Ontario MPP
- In office November 22, 1951 – October 16, 1967
- Preceded by: Gordon Bennett Ellis
- Succeeded by: Dick Ruston
- Constituency: Essex North

22nd Mayor of Windsor
- In office 1941–1954
- Preceded by: David Croll
- Succeeded by: Thomas Brophey

Personal details
- Born: November 30, 1906 Sandwich, Ontario, Canada
- Died: December 13, 1981 (aged 75) Toronto, Ontario, Canada
- Party: Ontario Liberal Party

= Arthur Reaume =

Canadian politician (1906–1981)

Arthur John Reaume (November 30, 1906 – December 13, 1981) was a Canadian politician.

==Background==
Reaume was born at Sandwich, Ontario, in 1906.

==Politics==
He was elected to the town council of Sandwich in 1930 and became mayor of Sandwich in 1933. He sat on Windsor city council after Sandwich became part of Windsor. Reaume succeeded David Croll as Windsor mayor in 1941, becoming the 22nd mayor of the city, and was reelected in 1948. In the municipal election of 1950, it appeared that Thomas Brophey had defeated Reaume by 38 votes but, after a recount, Reaume was declared the winner by 16 votes and served until 1954. Reaume is also Windsor's longest-serving mayor, at 13 years.

He ran as a candidate for the Progressive Conservative Party of Ontario in the 1943 election but was defeated by the CCF. He broke with the Conservatives when he supported UAW workers at Ford in their fight for the Rand formula.

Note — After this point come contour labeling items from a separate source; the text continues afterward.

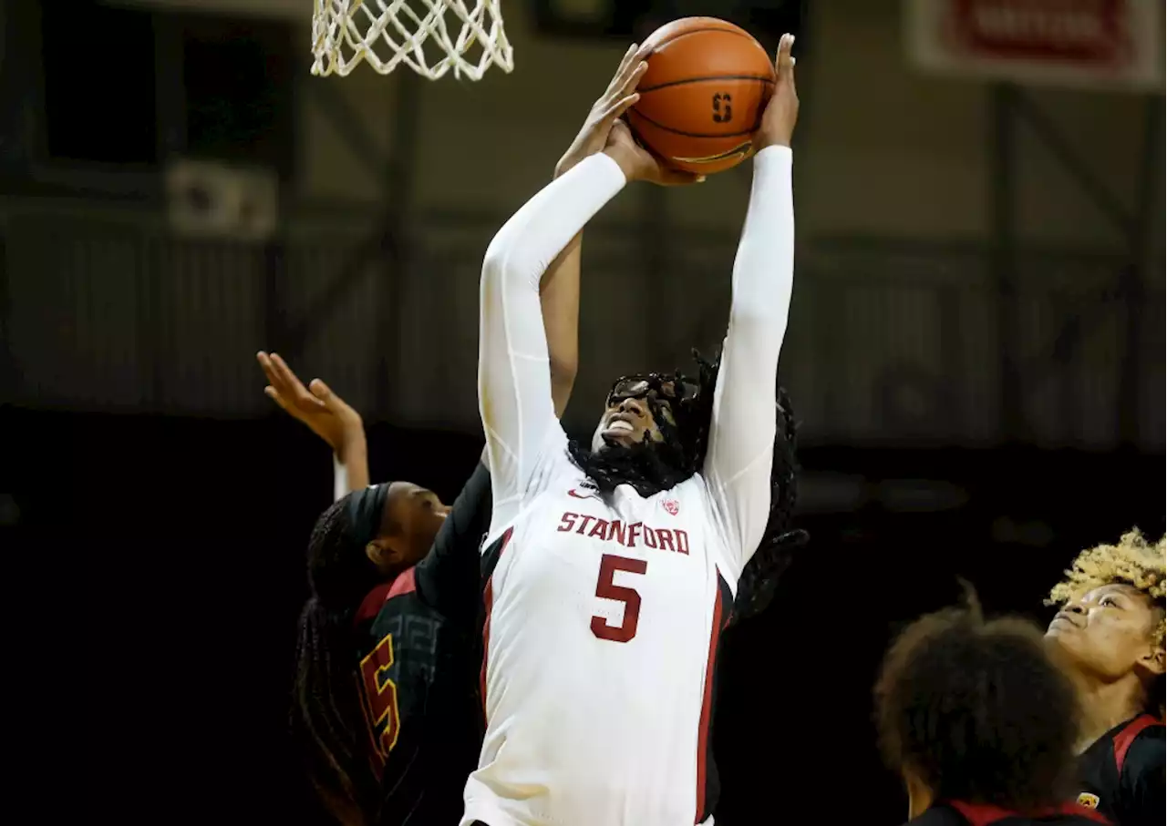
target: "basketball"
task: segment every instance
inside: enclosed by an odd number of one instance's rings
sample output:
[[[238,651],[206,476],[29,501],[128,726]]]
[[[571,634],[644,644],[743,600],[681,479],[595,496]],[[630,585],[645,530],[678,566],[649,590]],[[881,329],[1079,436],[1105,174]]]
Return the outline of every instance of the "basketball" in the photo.
[[[644,42],[652,51],[628,125],[669,165],[708,175],[750,154],[774,92],[774,59],[742,28],[683,17]]]

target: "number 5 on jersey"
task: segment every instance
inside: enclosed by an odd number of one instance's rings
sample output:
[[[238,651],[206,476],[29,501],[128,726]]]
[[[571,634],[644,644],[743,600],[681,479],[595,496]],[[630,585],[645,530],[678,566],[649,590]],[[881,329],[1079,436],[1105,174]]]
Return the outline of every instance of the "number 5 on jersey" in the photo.
[[[629,559],[612,553],[605,553],[600,558],[600,580],[595,585],[595,595],[623,602],[624,619],[619,626],[613,626],[602,616],[593,616],[593,634],[601,640],[610,640],[612,642],[628,642],[636,636],[636,624],[641,620],[641,595],[635,588],[616,585],[613,578],[616,576],[616,571],[644,573],[648,570],[649,564],[644,559]]]
[[[397,711],[397,685],[386,677],[393,665],[393,636],[386,635],[377,648],[361,661],[361,689],[364,696],[369,737],[376,762],[384,767],[389,753],[397,746],[400,719]]]

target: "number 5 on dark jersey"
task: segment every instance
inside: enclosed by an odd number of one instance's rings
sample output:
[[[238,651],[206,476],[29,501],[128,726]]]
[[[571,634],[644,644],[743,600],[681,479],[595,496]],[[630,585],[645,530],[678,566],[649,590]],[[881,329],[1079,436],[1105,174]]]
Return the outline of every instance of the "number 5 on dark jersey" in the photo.
[[[384,768],[389,753],[397,746],[397,734],[401,727],[397,709],[397,684],[387,677],[392,665],[393,635],[387,634],[361,661],[361,696],[364,699],[372,750],[379,757],[378,769]]]

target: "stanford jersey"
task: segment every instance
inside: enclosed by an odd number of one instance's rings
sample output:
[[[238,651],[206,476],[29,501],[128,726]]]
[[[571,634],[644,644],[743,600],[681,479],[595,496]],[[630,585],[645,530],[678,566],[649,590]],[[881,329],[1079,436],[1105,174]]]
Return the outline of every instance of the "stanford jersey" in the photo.
[[[1167,824],[1167,725],[1144,714],[1098,737],[1078,757],[1078,803],[1114,826]]]
[[[482,274],[478,396],[494,488],[483,558],[487,733],[463,826],[711,820],[710,711],[733,587],[769,517],[794,271],[790,150],[755,157],[701,472],[600,496],[554,416],[539,278],[624,184],[595,155],[498,232]],[[651,324],[652,319],[647,318]]]
[[[978,803],[950,802],[932,806],[908,826],[1106,826],[1097,812],[1078,805],[1061,806],[1043,814],[1025,816]]]
[[[426,558],[373,590],[357,614],[357,676],[383,826],[454,824],[462,813],[482,739],[476,620],[489,514],[490,474],[480,465]]]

In the 1945 and 1948 elections, he ran as a Liberal-Labour candidate, but lost on both attempts. He was elected to the Legislative Assembly of Ontario as a Liberal Member of Provincial Parliament (MPP) in the 1951 election. He remained in office until the 1967 election.

A pro-labour but otherwise conservative politician, he ran in the 1958 Ontario Liberal leadership convention but won only 32 votes and was eliminated on the first ballot along with Liberal-Labour MPP Albert Wren. Reaume withdrew after the first ballot and threw his support to John Wintermeyer who came from behind to win on the third ballot. Reaume and Wren had both been expelled from the Liberal caucus in 1957 for attacking the leadership of Farquhar Oliver but Reaume was readmitted after apologising.

He died at a Toronto hospital in 1981.